The paradox of plenty: How Europe's first farmers grew more people, not taller ones
Sadie Harley
scientific editor
Robert Egan
associate editor
Sayan Tribedi
contributing writer
The first farmers of Europe experienced a significant rise in population, something which impacted their height at the same time. About 8,500 years ago, the adoption of farming led to the surprising result of more babies but smaller bodies. By investigating large bioarchaeological datasets, a hidden life-history trade-off at the onset of European farming was uncovered.
Picture a world where bigger food equals smaller bodies. Isn't it ironic? However, that was exactly the hidden cost faced by Europe's first farmers thousands of years ago. About 9,000 years ago, our ancestors started to give up their hunter-gatherer lives for settled agricultural lives. This switch brought about major changes, including our diets and entire societies.
As farming became more established, they found something puzzling about their skeletal remains: these early farmers were shorter and less robust than their foraging predecessors.
How could a revolution that promises more reliable food make people smaller? When confronted with environmental shifts, organisms will usually reallocate energy, explains life history theory. Abundant food may have meant communities could have more children, even if this meant individual bodies became slightly smaller.
A new study appearing in Proceedings of the National Academy of Sciences gets to the bottom of this ancient puzzle of how this fundamental trade-off played out across the continent.
Reading the bones of the past
To test this idea, Eóin Parkinson and colleagues assembled huge datasets: about 3,000 skeletal measurements, 30,937 dietary isotope values, and 60,197 radiocarbon dates from across Europe. Tracking these proxies over 15,000 years revealed a clear pattern. Around 8,500 years ago, radiocarbon frequencies (a proxy for population size) spiked as predicted body size and weight from the bones dipped.
Parkinson reports that "a population 'boom' among early farmers starting at ~8,500 BP coincided with declines in body size, consistent with a life history strategy that favored reproduction over skeletal growth." This suggests early farmers indeed funneled extra resources into fertility—making more children—while individual bodies grew smaller.

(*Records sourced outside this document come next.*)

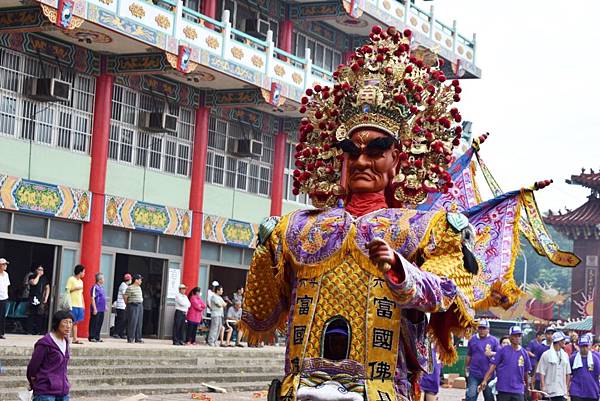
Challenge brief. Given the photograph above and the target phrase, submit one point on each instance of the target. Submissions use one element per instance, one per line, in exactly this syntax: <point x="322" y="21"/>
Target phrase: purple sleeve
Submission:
<point x="497" y="359"/>
<point x="39" y="351"/>
<point x="528" y="366"/>
<point x="496" y="345"/>
<point x="420" y="290"/>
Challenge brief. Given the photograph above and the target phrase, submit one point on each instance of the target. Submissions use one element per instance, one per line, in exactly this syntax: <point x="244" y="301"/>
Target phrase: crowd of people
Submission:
<point x="557" y="367"/>
<point x="220" y="313"/>
<point x="553" y="366"/>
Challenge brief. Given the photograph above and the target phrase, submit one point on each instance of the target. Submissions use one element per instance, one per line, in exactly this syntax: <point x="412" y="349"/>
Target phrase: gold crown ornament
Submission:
<point x="383" y="87"/>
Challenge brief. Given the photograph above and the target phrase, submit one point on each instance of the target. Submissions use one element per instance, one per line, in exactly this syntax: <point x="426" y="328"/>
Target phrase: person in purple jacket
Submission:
<point x="482" y="347"/>
<point x="47" y="369"/>
<point x="430" y="383"/>
<point x="585" y="372"/>
<point x="97" y="309"/>
<point x="513" y="366"/>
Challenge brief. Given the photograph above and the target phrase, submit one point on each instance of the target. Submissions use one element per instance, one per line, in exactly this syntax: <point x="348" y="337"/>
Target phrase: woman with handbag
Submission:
<point x="47" y="369"/>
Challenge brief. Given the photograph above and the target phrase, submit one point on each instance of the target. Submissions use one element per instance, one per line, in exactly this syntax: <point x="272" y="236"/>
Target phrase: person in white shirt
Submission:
<point x="121" y="319"/>
<point x="554" y="369"/>
<point x="4" y="283"/>
<point x="182" y="304"/>
<point x="216" y="317"/>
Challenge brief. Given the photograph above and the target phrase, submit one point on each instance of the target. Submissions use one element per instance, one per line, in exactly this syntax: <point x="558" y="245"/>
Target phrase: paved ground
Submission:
<point x="22" y="340"/>
<point x="28" y="341"/>
<point x="445" y="395"/>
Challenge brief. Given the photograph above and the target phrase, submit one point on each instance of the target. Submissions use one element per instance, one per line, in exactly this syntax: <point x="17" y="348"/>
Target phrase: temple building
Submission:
<point x="582" y="225"/>
<point x="153" y="137"/>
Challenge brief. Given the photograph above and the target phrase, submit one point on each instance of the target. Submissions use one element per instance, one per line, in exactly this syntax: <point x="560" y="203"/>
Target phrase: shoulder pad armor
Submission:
<point x="266" y="227"/>
<point x="457" y="220"/>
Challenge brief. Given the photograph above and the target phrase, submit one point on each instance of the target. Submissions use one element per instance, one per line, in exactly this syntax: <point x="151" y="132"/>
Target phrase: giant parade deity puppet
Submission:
<point x="365" y="281"/>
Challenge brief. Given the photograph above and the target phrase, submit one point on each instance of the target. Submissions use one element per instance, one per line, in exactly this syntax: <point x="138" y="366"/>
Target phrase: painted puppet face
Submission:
<point x="372" y="161"/>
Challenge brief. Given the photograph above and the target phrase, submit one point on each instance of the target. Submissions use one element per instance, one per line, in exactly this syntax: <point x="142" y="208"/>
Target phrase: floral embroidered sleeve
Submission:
<point x="420" y="290"/>
<point x="267" y="291"/>
<point x="440" y="285"/>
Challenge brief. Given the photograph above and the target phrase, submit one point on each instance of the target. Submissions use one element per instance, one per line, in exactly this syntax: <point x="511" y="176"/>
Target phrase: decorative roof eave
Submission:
<point x="583" y="222"/>
<point x="579" y="325"/>
<point x="590" y="180"/>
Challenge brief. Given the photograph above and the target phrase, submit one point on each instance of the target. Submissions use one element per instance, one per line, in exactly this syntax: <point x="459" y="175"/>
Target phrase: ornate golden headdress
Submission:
<point x="385" y="88"/>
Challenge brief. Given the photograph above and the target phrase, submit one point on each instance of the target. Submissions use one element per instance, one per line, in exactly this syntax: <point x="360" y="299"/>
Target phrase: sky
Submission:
<point x="538" y="96"/>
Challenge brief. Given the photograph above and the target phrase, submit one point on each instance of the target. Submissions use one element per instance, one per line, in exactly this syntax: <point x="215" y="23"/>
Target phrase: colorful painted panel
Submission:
<point x="230" y="232"/>
<point x="71" y="56"/>
<point x="51" y="200"/>
<point x="22" y="19"/>
<point x="137" y="215"/>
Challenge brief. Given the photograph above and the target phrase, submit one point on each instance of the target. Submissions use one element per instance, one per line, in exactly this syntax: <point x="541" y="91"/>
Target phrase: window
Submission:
<point x="168" y="152"/>
<point x="65" y="230"/>
<point x="65" y="125"/>
<point x="170" y="245"/>
<point x="30" y="225"/>
<point x="240" y="173"/>
<point x="288" y="177"/>
<point x="115" y="237"/>
<point x="143" y="242"/>
<point x="322" y="55"/>
<point x="239" y="13"/>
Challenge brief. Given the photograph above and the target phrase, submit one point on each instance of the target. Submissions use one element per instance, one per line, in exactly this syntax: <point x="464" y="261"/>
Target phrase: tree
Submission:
<point x="541" y="270"/>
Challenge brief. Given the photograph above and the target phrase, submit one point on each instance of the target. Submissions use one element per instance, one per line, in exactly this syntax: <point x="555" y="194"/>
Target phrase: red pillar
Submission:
<point x="347" y="56"/>
<point x="286" y="30"/>
<point x="278" y="170"/>
<point x="193" y="245"/>
<point x="91" y="240"/>
<point x="209" y="8"/>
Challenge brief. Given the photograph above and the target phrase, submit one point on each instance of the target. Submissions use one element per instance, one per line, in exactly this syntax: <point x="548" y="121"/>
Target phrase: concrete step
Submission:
<point x="145" y="360"/>
<point x="126" y="379"/>
<point x="77" y="371"/>
<point x="94" y="350"/>
<point x="113" y="391"/>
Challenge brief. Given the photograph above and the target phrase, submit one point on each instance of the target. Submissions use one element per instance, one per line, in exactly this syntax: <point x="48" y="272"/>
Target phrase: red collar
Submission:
<point x="360" y="204"/>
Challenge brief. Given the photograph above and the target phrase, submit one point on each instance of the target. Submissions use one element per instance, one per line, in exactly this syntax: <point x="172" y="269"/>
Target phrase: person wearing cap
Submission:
<point x="182" y="304"/>
<point x="585" y="371"/>
<point x="216" y="317"/>
<point x="430" y="382"/>
<point x="194" y="315"/>
<point x="4" y="283"/>
<point x="512" y="365"/>
<point x="121" y="319"/>
<point x="539" y="350"/>
<point x="135" y="311"/>
<point x="480" y="350"/>
<point x="97" y="309"/>
<point x="535" y="345"/>
<point x="234" y="315"/>
<point x="554" y="369"/>
<point x="74" y="288"/>
<point x="572" y="341"/>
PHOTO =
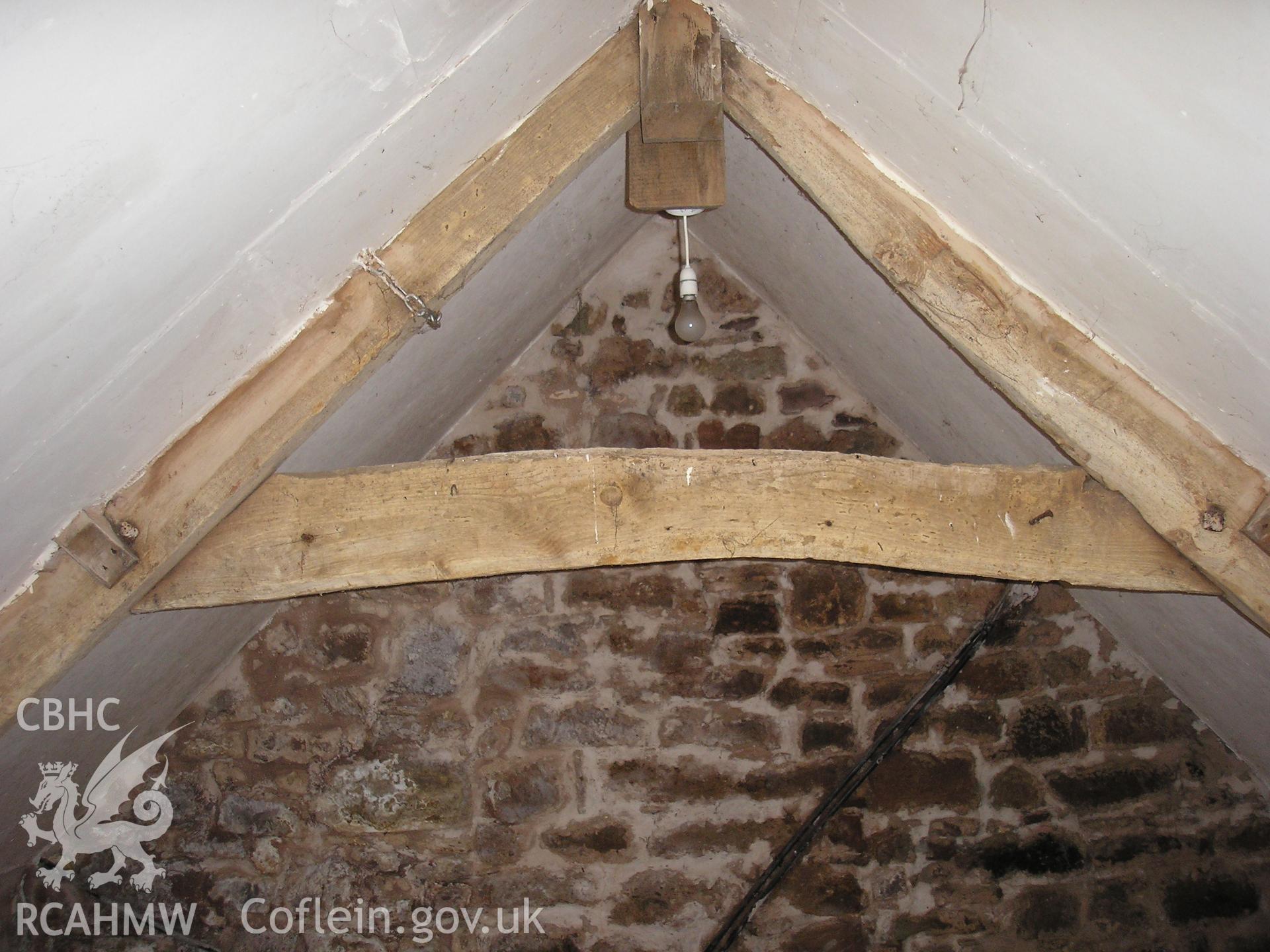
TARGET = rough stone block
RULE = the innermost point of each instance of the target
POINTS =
(825, 597)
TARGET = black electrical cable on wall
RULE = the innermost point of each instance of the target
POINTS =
(788, 856)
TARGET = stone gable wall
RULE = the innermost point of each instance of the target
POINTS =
(628, 746)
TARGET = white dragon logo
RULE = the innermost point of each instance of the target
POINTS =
(95, 830)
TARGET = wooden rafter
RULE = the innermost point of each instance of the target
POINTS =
(1187, 485)
(548, 510)
(224, 457)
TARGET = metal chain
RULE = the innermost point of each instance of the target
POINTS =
(370, 262)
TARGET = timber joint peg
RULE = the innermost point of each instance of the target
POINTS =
(1213, 518)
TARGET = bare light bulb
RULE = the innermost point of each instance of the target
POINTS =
(690, 324)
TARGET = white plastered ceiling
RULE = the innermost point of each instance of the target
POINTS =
(164, 238)
(182, 184)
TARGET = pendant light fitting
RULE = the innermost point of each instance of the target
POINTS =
(690, 323)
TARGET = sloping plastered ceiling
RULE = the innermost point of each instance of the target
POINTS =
(163, 238)
(183, 183)
(1117, 158)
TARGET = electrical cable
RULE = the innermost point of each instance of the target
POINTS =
(788, 856)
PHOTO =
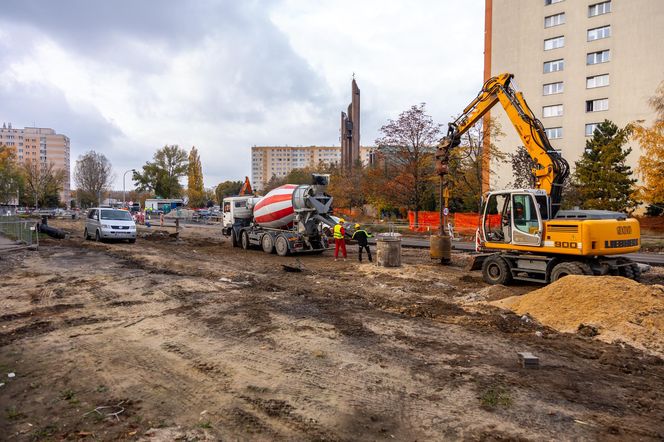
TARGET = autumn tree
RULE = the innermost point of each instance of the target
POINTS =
(651, 161)
(11, 178)
(162, 175)
(227, 188)
(407, 145)
(602, 180)
(195, 188)
(42, 184)
(465, 167)
(93, 174)
(522, 169)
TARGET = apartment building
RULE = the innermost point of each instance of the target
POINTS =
(269, 161)
(578, 62)
(43, 145)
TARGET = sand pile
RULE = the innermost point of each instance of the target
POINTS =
(614, 307)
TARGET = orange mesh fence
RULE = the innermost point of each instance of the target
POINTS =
(347, 213)
(427, 221)
(464, 223)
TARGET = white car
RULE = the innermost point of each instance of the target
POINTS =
(107, 223)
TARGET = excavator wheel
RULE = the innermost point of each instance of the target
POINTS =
(281, 245)
(267, 243)
(569, 268)
(495, 270)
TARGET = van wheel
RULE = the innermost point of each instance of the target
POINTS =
(495, 270)
(281, 245)
(244, 239)
(267, 243)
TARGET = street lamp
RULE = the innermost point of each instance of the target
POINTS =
(124, 199)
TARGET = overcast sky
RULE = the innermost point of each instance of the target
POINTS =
(126, 77)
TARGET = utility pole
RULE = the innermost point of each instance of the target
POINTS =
(124, 199)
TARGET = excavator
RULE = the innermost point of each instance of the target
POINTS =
(524, 233)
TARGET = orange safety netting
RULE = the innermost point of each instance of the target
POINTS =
(347, 213)
(463, 222)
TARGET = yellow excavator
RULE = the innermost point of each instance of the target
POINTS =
(524, 233)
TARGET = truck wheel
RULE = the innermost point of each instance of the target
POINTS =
(566, 268)
(267, 242)
(281, 245)
(495, 270)
(244, 239)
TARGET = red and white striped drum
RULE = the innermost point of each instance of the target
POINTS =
(275, 210)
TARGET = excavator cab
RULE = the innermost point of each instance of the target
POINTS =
(515, 216)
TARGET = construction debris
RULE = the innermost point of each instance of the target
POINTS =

These findings confirm hints from previous studies. For example, one analysis found Neolithic Europeans were roughly 1.5 inches shorter on average than preceding hunter-gatherers. Parkinson's work links that stature drop to a demographic surge: agriculture didn't just reduce height, it increased birth rates. In short, early agriculture triggered a classic life-history trade-off between growth and reproduction across the continent.
The Mediterranean's cost, the North's resilience?
Farming expanded into Europe along two corridors: one inland through the Balkans and central Europe, and the other via the coast of the Mediterranean. Everyone came with different food and problems. Southern farmers, particularly those on the Mediterranean route, adopted agriculture such as cereals, fruits and seafood earlier (about 9000–8000 BP) when compared to northern farmers (those on the Danube–Baltic route), who took much longer to adopt cereal agriculture and relied more on dairy and hardier grains.
This regional variation had skeletal repercussions. Populations in the South showed a marked decrease in stature and weight following the adoption of agriculture, due to a quick increase in population numbers and the sacrifices made by individuals. In the North, a less severe decrease in stature was accompanied by a slower population increase.
One possible explanation for the difference may be related to diet: people from northern regions had a higher proportion of protein and dairy products in their diets, thereby alleviating some effects on stature, while people in the South consumed mostly cereals such as wheat and barley, which led to a more severe stature decrease.
It was found that northern and southern populations in Europe displayed different dietary and morphological trends, possibly adapting to the local environment. Moreover, it is believed that the adaptation was characterized by a stronger trade-off between development and fertility in the South. Yet in both areas, the common theme of a relationship between fertility and small body size could be seen.
From ancient fields to modern challenges
This ancient pattern carries a modern message. The Neolithic revolution's effects were not a simple story of progress: Parkinson emphasizes that "the transition to agriculture did not have a singular biological impact, but rather manifested in a complex set of trade-offs." In other words, the rise of farming gave humanity population strength but demanded sacrifices in growth.
Today's rapid lifestyle and dietary changes pose similar puzzles—how does an abundance of food but a sedentary life affect growth and health? By uncovering the deeply ingrained compromises of agriculture, the study makes it evident that even significant changes in lifestyle can carry costs.
The realization of the legacy of our evolutionary history provides insight into why diet, exercise, and reproductive patterns continue to influence us.